Tutto ciò suppone che anche le regole siano condivise e rispettate, e a questo punto ognuno, nei vari Paesi europei, si deve domandare non solo che cosa possa accadere a lui se le cose vanno male e lamentarsi per quello che molti stanno soffrendo, ma anche che cosa lui singolarmente e noi tutti insieme, ognuno nella situazione in cui concretamente si trova possa fare perché il peggio non accada. Superare il senso di impotenza non è facile se non attraverso lo sforzo di cogliere con sguardo attento i segni di speranza, non lasciandosi sedurre dai divulgatori di disprezzo, sospetti e pessimismo ideologico, facendo spazio alle riflessioni critiche e costruttive. Ma si deve soprattutto fare e dare alla costruzione del bene comune quello che si è in grado di fare e di dare. Sant’Antonio da Padova (13 giugno) ricorda, in un bellissimo sermone, che “Vivo ed efficace è il discorso in cui parlano le opere”.

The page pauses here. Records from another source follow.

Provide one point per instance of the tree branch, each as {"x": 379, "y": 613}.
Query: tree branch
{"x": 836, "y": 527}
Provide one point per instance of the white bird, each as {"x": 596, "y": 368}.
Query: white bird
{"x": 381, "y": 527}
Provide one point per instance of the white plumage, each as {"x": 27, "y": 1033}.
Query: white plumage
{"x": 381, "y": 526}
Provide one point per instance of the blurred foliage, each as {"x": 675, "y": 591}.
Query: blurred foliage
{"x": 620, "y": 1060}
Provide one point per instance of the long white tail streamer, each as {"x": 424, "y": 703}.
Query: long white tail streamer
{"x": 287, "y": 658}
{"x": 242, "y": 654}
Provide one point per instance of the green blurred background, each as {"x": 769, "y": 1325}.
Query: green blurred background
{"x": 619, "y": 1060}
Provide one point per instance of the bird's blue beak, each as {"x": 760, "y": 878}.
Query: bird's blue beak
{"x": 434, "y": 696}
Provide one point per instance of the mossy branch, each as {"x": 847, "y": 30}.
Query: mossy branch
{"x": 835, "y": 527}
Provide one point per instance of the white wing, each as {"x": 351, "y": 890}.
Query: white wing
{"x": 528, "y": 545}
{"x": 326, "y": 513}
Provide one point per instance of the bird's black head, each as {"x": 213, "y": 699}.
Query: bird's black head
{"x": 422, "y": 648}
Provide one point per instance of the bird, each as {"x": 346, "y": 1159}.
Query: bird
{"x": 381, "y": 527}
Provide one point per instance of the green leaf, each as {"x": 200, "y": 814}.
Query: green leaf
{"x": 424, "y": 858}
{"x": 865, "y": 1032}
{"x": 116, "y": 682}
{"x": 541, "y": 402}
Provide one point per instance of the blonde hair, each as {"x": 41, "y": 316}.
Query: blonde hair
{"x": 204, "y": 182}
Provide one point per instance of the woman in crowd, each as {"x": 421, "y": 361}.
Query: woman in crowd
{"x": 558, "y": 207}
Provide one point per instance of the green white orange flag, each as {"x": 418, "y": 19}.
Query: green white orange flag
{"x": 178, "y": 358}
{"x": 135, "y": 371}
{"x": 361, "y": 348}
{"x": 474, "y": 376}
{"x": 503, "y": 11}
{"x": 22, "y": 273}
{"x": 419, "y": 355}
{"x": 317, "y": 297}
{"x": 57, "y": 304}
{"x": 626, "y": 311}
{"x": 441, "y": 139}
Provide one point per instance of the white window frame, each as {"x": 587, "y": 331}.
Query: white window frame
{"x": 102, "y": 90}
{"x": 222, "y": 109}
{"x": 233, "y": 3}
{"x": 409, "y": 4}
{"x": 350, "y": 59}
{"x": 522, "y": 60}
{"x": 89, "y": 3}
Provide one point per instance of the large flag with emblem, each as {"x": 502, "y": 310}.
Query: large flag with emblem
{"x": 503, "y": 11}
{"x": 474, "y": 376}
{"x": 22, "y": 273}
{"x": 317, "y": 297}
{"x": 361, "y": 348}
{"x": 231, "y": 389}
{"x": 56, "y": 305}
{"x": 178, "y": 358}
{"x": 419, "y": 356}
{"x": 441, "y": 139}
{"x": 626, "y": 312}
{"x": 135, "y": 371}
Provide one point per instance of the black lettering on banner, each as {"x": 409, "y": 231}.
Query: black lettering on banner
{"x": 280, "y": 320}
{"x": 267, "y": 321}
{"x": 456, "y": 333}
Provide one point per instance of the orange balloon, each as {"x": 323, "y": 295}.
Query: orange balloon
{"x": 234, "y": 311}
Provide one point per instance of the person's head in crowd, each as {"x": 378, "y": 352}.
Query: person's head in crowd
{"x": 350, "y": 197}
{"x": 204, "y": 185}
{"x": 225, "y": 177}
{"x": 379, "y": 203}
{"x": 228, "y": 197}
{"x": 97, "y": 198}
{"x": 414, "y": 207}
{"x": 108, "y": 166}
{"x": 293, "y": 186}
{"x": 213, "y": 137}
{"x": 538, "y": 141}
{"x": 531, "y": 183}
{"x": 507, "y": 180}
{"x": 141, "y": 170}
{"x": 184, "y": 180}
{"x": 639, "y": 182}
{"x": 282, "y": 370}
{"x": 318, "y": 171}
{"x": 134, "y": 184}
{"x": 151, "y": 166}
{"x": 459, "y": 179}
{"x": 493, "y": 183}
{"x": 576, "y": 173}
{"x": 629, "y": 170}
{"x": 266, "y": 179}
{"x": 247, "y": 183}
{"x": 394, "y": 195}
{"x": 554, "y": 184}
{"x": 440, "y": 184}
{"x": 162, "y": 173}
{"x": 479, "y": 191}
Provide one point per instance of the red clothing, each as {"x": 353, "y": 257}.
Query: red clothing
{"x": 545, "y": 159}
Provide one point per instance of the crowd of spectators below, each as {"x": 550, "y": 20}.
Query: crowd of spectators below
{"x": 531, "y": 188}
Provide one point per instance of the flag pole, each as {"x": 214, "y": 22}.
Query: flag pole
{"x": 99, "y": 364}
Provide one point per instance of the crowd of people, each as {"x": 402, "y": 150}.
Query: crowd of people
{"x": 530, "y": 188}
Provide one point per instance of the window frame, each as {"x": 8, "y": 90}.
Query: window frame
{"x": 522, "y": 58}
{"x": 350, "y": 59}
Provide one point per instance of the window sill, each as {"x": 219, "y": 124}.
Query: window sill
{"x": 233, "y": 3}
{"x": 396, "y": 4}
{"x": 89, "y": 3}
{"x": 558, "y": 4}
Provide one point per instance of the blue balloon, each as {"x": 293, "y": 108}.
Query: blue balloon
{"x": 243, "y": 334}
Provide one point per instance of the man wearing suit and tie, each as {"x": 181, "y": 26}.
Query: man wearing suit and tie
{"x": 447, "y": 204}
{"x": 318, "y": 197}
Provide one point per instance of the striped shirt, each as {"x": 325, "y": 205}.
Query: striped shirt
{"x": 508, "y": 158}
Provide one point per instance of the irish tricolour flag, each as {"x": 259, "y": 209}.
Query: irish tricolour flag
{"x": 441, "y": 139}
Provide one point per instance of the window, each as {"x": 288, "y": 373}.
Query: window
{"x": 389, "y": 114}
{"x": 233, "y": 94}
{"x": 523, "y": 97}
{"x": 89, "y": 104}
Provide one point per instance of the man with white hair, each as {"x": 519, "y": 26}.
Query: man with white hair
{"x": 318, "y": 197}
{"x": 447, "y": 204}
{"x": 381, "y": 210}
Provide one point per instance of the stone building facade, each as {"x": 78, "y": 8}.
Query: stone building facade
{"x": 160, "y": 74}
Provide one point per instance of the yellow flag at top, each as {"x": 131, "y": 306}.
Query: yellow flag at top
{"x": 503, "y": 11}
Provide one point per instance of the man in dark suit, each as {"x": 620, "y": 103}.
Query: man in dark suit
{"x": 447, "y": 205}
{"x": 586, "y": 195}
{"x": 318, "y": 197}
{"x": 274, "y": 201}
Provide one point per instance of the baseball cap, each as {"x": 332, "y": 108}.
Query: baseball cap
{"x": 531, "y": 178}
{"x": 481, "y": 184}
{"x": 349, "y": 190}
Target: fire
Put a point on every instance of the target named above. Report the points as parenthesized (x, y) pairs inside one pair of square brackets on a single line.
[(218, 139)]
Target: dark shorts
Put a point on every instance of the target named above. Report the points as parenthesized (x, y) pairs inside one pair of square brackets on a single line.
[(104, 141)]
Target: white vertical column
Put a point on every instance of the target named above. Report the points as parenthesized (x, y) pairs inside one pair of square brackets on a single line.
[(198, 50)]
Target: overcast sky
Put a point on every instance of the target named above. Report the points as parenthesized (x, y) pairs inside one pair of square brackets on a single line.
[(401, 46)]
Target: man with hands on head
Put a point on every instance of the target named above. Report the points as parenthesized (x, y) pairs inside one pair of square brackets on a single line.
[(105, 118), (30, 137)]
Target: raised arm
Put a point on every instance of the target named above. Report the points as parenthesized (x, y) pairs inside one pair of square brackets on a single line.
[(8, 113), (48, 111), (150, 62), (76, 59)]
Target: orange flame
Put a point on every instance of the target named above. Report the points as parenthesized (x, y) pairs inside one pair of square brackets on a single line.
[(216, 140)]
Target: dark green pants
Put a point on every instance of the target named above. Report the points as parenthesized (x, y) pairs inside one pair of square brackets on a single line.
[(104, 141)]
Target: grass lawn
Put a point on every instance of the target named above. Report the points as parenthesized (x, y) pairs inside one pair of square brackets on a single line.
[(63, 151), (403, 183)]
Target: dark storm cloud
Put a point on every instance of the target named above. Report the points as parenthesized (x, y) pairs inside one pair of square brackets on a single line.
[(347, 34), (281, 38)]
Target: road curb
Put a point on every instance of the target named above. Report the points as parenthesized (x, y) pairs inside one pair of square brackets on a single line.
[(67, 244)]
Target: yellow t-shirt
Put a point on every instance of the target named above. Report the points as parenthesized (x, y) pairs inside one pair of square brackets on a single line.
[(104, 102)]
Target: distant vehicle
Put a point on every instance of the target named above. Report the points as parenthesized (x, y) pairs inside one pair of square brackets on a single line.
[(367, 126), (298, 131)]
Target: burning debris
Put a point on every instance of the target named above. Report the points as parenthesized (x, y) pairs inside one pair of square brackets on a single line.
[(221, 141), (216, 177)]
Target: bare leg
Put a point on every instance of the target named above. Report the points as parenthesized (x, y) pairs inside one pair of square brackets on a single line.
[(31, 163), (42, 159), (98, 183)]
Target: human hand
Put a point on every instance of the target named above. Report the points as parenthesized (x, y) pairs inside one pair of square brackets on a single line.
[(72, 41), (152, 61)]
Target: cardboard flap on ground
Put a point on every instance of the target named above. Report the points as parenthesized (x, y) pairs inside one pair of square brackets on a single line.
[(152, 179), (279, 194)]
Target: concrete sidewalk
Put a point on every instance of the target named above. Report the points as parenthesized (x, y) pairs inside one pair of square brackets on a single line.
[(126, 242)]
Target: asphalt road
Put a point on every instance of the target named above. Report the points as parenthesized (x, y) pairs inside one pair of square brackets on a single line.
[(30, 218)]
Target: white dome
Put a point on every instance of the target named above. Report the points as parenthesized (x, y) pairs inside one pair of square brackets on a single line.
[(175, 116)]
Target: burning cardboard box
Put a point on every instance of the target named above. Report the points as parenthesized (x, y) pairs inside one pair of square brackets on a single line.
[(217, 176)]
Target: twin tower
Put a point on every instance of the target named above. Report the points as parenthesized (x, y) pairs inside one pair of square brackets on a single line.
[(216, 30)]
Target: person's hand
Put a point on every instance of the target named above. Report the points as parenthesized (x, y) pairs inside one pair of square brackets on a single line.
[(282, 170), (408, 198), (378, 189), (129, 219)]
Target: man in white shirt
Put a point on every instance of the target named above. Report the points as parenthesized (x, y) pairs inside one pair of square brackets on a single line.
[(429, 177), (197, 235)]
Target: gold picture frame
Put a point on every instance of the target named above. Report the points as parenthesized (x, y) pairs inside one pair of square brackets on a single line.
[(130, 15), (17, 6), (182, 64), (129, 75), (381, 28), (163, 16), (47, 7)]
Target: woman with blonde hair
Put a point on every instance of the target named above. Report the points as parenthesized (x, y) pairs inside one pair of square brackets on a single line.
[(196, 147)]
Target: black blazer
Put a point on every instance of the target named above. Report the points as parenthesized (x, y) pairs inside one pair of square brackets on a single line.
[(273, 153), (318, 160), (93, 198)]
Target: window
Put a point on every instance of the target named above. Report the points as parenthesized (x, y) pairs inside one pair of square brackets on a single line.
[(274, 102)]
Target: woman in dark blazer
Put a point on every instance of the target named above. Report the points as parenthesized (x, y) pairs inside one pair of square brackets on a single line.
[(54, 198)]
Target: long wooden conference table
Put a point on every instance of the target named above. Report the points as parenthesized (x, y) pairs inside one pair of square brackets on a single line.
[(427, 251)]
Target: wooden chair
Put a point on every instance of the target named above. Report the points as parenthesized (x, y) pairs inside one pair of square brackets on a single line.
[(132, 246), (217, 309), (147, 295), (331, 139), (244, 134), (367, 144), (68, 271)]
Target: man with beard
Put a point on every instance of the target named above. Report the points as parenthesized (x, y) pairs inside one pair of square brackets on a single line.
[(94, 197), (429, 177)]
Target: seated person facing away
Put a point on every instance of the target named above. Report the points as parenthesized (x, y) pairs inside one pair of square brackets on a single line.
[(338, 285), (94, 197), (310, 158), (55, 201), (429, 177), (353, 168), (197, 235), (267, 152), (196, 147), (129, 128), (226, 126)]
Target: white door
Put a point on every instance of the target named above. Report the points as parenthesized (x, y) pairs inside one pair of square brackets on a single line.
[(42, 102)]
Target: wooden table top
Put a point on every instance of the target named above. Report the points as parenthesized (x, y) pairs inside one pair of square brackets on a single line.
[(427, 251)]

In un tempo in cui crollano campanili e capannoni, case e chiese, per non rimanere sotto le macerie e risorgere bisogna ascoltare il suono delle campane che continuano ad annunciare la festa, e il passo dei giovani (centomila) in una notte di cammino verso Loreto. Anche il campanile di San Marco nel 1511 crollò per un terremoto, e molti altri ancora cadranno, ma i veneziani non sono rimasti inerti. Come gli emiliani che stanno già dimostrando una decisa voglia di ripresa.